Closed lzx551402 closed 7 years ago

lzx551402 commented 7 years ago

First of all thank you for your excellent work. I was wondering if you could provide your RANSAC configuration for evaluation? I didn't find them either in the original paper or this repo, or are you using the default configuration? I'm asking this because I find default configuration fails to discard many visually unreliable inlier image pairs, and very strangely it seems to me 'min_inlier_ratio' is not working at all - pairs that should be discarded by this ratio test still appear in the inlier pair list. Is it a COLMAP issue or am I doing something wrong?

Thank you very much.

ahojnnes commented 7 years ago

Hi, you should use the default parameters in COLMAP. No changes needed. I will highlight this more in the benchmark instructions. The min_inlier_ratio parameter determines the maximum number of RANSAC iterations and not whether an image pair is overlapping or not. The value that determines whether an image pair is overlapping or not is the min_num_inliers parameter.

Note that outlier matches and outlier image pairs will be filtered out during the reconstruction stage.

Let me know whether this answers your question. I will close this issue as resolved, but feel free to reopen.

lzx551402 commented 7 years ago

Thank you very much, that would be clear to me. May I ask one more question about counting inlier pairs/matches? If I'm not wrong they are counted after sparse reconstruction, and only registered images are taken into account. If so, addtional programming is needed to parse the COLMAP output rather than use script 'export_inlier_matches.py' in the COLMAP repo, am I right?

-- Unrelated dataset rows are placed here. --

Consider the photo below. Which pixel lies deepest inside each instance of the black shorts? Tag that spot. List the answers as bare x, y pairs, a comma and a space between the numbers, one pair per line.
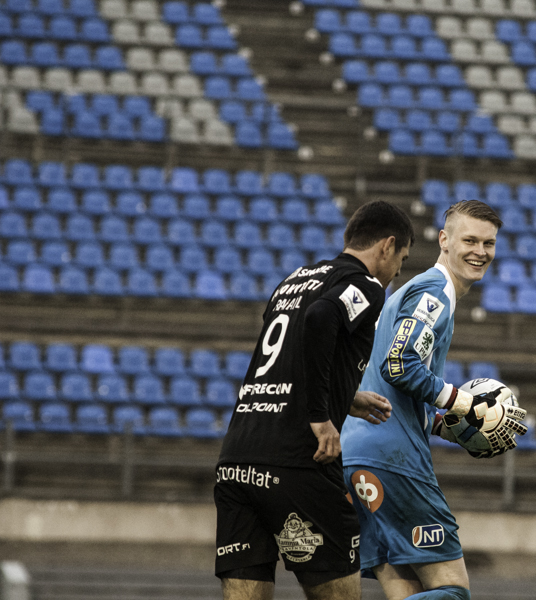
301, 513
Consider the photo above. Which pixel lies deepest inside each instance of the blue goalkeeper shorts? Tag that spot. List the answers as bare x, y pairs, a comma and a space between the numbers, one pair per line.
403, 521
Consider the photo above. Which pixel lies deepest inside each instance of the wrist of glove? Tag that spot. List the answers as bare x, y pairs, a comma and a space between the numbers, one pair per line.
486, 413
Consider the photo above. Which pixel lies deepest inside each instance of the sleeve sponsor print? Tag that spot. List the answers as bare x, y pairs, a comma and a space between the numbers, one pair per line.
396, 351
425, 343
354, 300
429, 309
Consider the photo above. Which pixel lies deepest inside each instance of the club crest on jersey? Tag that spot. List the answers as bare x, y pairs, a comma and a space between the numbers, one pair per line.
396, 351
369, 489
354, 300
428, 536
297, 541
428, 310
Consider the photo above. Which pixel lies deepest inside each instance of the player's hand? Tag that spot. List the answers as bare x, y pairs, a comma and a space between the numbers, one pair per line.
329, 442
370, 406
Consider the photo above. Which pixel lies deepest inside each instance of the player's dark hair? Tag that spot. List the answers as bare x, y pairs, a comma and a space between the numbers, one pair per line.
475, 209
375, 221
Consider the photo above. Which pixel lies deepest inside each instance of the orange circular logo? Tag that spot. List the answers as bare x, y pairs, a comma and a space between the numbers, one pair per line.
368, 489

ahojnnes commented 7 years ago

The inlier pairs/matches are counted before reconstruction. This metric thus contains outliers and the number of sparse points, registered images, etc. is a more precise measure after the reconstruction. I didn't have time to prepare all the code before the conference, but over the next weeks I will prepare scripts that will automatically extract all evaluation metrics.